Since 2017, the GHI has a branch office in Vilnius which promotes research on the history of Lithuania in the Central and Eastern European context and on Lithuania‘s historical ties with Germany, Poland and other countries in the region. A second branch office, which supports scientific research on Czech, German and Polish history in the European context, was opened in Prague in spring 2018, in close cooperation with a branch of the Collegium Carolinum Munich at the Academy of Sciences of the Czech Republic.

== Research ==
The institute’s mission is to do scientific research, which is mainly concerned with the history of Poland, Germany and Polish-German relations in the European context. Currently, the work is organized in four fields of research:
- Space: Regions and Material Culture
- Violence: Social Practices and Power Relations
- Mobility: Migration and Global Networks
- Memory Culture: Dealing with the Past
These research areas integrate both the individual projects of the research assistants and, where possible, the projects of scholarship holders, interns and guest researchers.

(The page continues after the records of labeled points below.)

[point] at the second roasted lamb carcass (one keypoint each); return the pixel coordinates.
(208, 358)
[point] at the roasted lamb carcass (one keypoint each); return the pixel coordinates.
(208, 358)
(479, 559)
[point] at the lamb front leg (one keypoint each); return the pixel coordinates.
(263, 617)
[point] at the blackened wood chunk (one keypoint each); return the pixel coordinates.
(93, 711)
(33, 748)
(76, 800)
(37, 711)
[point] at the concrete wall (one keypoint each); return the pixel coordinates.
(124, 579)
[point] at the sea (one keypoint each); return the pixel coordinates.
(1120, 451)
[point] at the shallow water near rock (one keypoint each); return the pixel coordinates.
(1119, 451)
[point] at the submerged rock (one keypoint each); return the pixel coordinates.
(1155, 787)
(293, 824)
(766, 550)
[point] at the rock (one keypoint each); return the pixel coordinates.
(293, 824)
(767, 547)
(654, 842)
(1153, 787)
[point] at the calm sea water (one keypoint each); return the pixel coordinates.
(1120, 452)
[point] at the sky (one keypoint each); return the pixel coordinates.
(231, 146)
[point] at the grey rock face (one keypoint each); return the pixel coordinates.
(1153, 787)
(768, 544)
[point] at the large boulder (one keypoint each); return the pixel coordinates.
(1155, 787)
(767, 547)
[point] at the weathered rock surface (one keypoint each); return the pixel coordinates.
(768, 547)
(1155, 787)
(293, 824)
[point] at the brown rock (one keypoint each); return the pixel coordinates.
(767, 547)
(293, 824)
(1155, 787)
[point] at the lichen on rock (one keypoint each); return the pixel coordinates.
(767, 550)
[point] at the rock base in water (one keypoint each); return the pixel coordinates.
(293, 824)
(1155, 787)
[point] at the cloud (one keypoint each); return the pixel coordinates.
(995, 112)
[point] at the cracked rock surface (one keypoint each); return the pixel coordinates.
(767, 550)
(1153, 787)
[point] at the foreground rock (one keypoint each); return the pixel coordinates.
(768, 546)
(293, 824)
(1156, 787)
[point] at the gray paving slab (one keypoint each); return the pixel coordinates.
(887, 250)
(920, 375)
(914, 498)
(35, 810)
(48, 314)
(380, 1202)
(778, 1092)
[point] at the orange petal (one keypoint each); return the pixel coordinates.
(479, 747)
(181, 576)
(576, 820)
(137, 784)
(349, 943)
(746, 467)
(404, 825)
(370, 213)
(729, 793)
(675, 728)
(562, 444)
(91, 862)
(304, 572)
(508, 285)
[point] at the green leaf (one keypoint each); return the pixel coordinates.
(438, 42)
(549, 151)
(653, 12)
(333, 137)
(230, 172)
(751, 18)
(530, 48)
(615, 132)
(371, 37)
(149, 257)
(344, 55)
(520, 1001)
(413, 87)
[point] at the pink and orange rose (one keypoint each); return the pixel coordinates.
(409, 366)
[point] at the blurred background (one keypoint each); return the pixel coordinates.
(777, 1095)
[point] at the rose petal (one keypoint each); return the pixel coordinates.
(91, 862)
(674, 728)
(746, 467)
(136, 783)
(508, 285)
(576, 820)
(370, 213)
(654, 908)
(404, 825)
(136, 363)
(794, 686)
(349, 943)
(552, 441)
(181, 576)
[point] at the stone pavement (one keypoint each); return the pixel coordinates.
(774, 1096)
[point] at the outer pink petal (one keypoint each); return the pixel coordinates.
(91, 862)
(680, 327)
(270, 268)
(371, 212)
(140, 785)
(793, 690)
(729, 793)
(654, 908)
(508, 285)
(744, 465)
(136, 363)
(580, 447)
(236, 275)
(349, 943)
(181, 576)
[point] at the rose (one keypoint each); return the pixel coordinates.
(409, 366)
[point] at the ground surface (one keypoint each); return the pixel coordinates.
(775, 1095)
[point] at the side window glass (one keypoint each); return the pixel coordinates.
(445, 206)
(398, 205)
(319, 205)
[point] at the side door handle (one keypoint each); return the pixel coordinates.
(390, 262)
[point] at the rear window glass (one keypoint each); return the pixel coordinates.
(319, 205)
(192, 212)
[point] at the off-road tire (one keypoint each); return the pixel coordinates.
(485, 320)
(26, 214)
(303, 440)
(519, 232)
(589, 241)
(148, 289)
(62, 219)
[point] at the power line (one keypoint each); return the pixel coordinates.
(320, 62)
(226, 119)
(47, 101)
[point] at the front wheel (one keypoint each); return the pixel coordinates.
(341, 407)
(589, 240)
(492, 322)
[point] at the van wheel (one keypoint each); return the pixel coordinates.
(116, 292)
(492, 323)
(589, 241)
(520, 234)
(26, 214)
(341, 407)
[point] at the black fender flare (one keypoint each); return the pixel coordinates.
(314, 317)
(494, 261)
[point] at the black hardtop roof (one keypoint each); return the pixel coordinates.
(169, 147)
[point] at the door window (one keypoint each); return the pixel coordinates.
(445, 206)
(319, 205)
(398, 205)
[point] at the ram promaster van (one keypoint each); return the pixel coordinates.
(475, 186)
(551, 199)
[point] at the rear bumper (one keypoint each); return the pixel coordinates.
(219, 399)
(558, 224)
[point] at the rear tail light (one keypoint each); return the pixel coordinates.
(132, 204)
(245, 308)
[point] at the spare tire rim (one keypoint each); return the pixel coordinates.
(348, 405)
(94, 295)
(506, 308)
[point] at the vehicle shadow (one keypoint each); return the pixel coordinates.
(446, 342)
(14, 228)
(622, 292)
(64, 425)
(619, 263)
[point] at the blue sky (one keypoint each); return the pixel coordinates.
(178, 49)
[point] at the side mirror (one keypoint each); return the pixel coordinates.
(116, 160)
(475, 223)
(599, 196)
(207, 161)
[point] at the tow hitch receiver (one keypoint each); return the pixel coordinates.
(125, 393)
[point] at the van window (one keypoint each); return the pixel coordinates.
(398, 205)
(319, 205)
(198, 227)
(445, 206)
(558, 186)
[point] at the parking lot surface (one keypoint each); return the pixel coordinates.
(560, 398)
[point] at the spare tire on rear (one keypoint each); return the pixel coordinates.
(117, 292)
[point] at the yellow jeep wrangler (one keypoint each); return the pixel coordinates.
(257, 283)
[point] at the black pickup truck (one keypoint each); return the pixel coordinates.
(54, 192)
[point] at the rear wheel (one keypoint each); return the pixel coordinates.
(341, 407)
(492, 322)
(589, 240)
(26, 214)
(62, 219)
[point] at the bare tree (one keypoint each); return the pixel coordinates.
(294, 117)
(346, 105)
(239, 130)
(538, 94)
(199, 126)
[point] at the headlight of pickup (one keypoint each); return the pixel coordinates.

In this way, the projects offer a common thematic framework that promotes productive research.

==Research Transfer==
In order to support the international dialog among historians, the institute is highly engaged in research transfer. Here, the focus is on the relations between historians in Poland and Germany, as well as on those who are engaged in historical research about Polish-German relations and research on neighboring East-Central European countries. In particular, the GHI supports research projects and publications, organizes academic events, and offers scholarships.

==Publications==

In four book series, the German Historical Institute Warsaw publishes its own and external research findings and source editions on the history of Poland and the history of German-Polish relations. In addition, it publishes studies of German and Polish historiography on European, German and Polish history in German and Polish translation.

==Library==
The GHI Warsaw owns a scientific library, which is open to the public and holds around 90,000 volumes.